Gov. Kay Ivey denies that prison officials or law enforcement are to blame for the problems carrying out executions, saying instead that "legal tactics and criminals hijacking the system are at play here."

Vasha Hunt, AP Photo

MONTGOMERY, Ala. (AP) — Alabama Gov. Kay Ivey on Monday said she wants to give the state additional time to carry out an execution after a series of failed lethal injections.

The Republican governor sent a letter to the Alabama Supreme Court asking justices to alter a longstanding rule that limits execution warrants to a single date. It is the first change requested by Ivey after announcing a “top-to-bottom” review of execution procedures. The review is ongoing, Ivey spokeswoman Gina Maiola said Monday.

Alabama prison officials called off two recent scheduled lethal injections — for Kenneth Eugene Smith in November and Alan Miller in September — as a midnight deadline approached after last-minute legal appeals and difficulties by the execution team in connecting an IV line to each inmate.

Under Ivey’s proposal, the state corrections commissioner could immediately designate a new execution date if a last-minute stay or some other delay prevents the state from carrying out an execution on the original date listed on the death warrant. She said the federal government and the state of Kentucky have similar rules. Currently, if Alabama authorities can’t get the procedure underway by midnight, officials must ask the Alabama Supreme Court to set a new execution date.

“In several recent executions, last-minute gamesmanship by death row inmates and their lawyers has consumed a lot of valuable time, preventing the department from carrying out its execution protocol between the conclusion of all legal challenges in the federal courts and the expiration at the death warrant issued by your court,” Ivey wrote.

An alternative, Ivey wrote, would be for the court to allow a longer period for the execution to be carried out. California gives a 10-day window and Georgia allows seven days, the governor’s office wrote.

While Ivey blamed Alabama’s failed lethal injections on the single-day time frame and last-minute appeals, lawyers for inmates and advocacy groups have said the repeated difficulties show something is wrong with Alabama’s procedures.

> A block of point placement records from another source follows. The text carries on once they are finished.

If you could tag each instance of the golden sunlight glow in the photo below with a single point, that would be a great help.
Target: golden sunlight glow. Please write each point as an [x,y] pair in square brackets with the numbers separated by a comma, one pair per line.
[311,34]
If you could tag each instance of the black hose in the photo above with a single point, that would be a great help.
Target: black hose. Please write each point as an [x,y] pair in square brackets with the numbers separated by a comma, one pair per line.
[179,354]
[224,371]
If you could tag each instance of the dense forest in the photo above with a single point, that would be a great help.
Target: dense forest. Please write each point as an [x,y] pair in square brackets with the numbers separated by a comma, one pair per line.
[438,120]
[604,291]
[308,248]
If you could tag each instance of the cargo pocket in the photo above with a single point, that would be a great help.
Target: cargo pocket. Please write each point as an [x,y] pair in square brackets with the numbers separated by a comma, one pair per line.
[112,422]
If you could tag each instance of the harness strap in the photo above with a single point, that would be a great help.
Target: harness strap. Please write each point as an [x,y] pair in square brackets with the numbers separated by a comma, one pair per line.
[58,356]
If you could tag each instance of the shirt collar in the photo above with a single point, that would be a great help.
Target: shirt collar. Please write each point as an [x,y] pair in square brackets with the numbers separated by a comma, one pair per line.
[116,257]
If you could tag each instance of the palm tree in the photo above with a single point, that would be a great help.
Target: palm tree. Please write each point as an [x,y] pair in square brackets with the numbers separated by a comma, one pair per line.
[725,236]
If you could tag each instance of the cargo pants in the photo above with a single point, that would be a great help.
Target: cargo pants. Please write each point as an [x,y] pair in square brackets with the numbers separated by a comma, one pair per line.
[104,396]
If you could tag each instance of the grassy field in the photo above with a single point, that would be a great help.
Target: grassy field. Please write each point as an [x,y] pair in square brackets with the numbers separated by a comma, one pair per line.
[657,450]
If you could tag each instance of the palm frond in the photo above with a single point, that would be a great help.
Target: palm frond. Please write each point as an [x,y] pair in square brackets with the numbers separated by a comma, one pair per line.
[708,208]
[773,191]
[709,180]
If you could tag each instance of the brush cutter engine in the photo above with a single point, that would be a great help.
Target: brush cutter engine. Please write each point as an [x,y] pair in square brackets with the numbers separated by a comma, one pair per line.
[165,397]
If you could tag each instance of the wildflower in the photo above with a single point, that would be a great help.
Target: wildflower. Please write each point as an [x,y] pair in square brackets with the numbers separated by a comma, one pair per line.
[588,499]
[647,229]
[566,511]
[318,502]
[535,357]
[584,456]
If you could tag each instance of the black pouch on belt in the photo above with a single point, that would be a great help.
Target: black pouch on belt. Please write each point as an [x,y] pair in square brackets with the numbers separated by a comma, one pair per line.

“One of the Alabama Department of Corrections’ clear problems in carrying out executions has been the inability of the execution team to establish IV executions lines.” Robert Dunham, executive director of the Death Penalty Information Center wrote in an email.

Extending how long the state has to to carry out an execution certainly increases the probability that the execution team will eventually find a vein or perform an invasive procedure to set an IV line, he said, but “unfortunately, it doesn’t do anything to improve the performance of ADOC execution personnel to ensure that future executions are not also botched.”

In a court filing opposing the setting of a new execution date for Smith, his lawyers wrote that his treatment “does not fall within society’s standards for a constitutional execution. The botched execution was terrifying and extremely painful for Mr. Smith.”

Ivey last month requested a pause in executions after the state called off Smith’s lethal injection. It was the second time this year and the third time since 2018 that the state was unable to put an inmate to death. The state completed an execution in July, but only after a three-hour delay caused at least partly by trouble starting an IV line on Joe Nathan James Jr.

Ivey said the state is also looking at moving up the current 6 p.m. start time for executions to give the Department of Corrections more time. Corrections Commissioner John Hamm will make a recommendation to her for a new time, she told justices.

Hamm last month said “everything is on the table” in the review, including how the department trains staff and prepares for executions. Ivey said she agrees because she wants to make sure future executions go forward “to ensure those guilty of perpetrating the most heinous crimes in our society receive their just punishment.”